Een hydatiforme mola wordt gekenmerkt door verschillende mate van trofoblast proliferatie en vesiculaire zwelling van placentaire villi. Er wordt onderscheid gemaakt tussen partiële en complete mola. Bij een normale conceptie ontstaat een diploïde embryo met 46 chromosomen waarvan 23 van maternale origine en 23 paternaal. Een partiële mola is triploïd (23 chromosomen maternaal en 46 paternaal) met naast de abnormale placenta een afwijkende foetus. Een complete mola is diploïd, waarbij alle 46 chromosomen van paternale oorsprong zijn. De complete mola komt voort uit één oöcyt waarin de maternale chromosomen afwezig of inactief zijn. Deze is ofwel bevrucht door één spermatozoa waarvan het genetisch materiaal gedupliceerd is (46, XX), ofwel bevrucht door twee separate spermatozoa (46 XX of XY). Een complete hydatiforme mola zwangerschap met daarnaast een co-existente vitale foetus (CMH-F) is zeer zeldzaam en heeft een incidentie van één op 22.000 tot 100.000 zwangerschappen. Een mola-zwangerschap die zich uit als previa is zelden beschreven.

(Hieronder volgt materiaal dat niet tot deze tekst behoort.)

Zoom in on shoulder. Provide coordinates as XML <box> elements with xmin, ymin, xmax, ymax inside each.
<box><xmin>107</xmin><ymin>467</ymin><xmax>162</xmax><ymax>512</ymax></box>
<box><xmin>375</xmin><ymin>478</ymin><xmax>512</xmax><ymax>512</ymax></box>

Een complete mola hydatidosa met daarnaast een normale intacte graviditeit is zeldzaam, waarbij de kans op overleving van de foetus, de daarvoor te nemen maternale risico’s in de zwangerschap en de kans op persisterende trofoblast goed moeten worden afgewogen. Er zijn geen aanwijzingen dat continueren van de zwangerschap een grotere kans geeft op persisterende trofoblast in vergelijking met een vroege zwangerschapsafbreking. Daarom is een planning met betrekking tot de partus in multidisciplinair verband van wezenlijk belang om goed voorbereid te zijn op ernstige complicaties zoals een vitale HPP. Mits goed gecounseld op basis van de meest recente literatuur kan elk paar besluiten of het een dergelijke risicovolle zwangerschap wil afbreken of continueren.